Cyclic Behavior and Damage Assessment of Superelastic SMA Dowel Connections for Braced Timber Frame Applications

Abstract

Braced timber frames (BTFs) are an efficient lateral force resisting system that can effectively resist wind and earthquake loads. It is well-known that the performance of BTFs is strongly dependent on connection behavior, but clear design guidelines are not available for detailing ductile BTFs. Furthermore, conventional connections with steel fasteners can exhibit significant stiffness and strength degradation under earthquake loads and result in large residual deformations. There is a need for more resilient energy-dissipating connections for BTFs and other mass timber systems. This study investigates the behavior of dowel-type and bolted wood-steel-wood connections with superelastic nickel-titanium (NiTi) shape memory alloy (SMA) fasteners. Under bending, the SMA fasteners are able to effectively recover their original shape with negligible residual deformation, even after undergoing large deflections.
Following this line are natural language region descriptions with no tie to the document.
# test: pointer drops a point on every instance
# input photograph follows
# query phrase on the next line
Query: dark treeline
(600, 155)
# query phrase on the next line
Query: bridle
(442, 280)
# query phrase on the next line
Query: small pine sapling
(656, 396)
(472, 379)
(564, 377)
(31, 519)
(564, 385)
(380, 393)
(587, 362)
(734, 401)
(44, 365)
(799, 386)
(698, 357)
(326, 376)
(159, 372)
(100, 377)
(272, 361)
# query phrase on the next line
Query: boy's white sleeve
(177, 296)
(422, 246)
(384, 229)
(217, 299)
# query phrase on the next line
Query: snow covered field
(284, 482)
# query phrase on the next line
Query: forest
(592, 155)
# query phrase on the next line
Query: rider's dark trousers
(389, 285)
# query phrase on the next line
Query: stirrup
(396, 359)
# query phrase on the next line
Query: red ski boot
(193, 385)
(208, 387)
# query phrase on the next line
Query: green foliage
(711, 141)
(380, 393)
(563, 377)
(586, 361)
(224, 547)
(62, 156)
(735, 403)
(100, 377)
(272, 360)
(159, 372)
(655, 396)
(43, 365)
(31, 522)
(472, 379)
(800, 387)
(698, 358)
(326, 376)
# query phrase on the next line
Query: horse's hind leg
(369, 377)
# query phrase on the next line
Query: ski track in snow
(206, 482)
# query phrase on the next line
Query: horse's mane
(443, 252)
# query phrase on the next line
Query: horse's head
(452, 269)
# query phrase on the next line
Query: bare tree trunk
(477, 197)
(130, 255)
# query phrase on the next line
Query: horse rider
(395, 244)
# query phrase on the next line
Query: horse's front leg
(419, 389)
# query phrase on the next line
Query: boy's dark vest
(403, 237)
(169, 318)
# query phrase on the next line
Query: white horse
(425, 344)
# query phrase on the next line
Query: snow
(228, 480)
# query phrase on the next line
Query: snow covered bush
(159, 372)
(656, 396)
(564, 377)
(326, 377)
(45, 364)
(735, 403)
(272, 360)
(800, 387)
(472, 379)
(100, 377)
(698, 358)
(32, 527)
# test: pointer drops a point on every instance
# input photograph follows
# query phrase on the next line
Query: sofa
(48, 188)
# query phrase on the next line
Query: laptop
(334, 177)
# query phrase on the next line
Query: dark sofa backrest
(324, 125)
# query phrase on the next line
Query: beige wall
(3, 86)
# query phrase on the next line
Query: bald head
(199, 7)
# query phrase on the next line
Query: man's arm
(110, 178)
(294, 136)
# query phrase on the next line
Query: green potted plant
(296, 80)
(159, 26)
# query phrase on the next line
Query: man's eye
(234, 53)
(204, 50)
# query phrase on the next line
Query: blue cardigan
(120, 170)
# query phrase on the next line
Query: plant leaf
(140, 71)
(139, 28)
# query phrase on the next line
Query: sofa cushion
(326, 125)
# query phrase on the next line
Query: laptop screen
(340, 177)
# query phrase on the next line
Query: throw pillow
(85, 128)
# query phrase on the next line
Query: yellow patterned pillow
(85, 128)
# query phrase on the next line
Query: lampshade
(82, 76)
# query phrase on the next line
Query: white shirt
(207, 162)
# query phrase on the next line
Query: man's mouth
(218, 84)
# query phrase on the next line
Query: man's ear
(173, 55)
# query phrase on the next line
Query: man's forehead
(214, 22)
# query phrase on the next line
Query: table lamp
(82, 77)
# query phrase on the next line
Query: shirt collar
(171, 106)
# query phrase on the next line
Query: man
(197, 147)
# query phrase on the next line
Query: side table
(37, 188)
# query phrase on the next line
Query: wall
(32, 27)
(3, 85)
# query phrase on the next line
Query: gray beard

The SMA connections tested in this research showed significant potential for self-centering. Post-test autopsies of the connection test specimens showed ductile deformation mechanisms and similar levels of wood crushing between the steel and SMA fasteners under cyclic loading. However, the connection displacement ductility ratios of 4.6 and 6.2 observed with SMA fasteners is not sufficient to meet the requirement for moderately ductile frames. Additional research is required to better understand and characterize the behavior of SMA connections at the component and connection levels.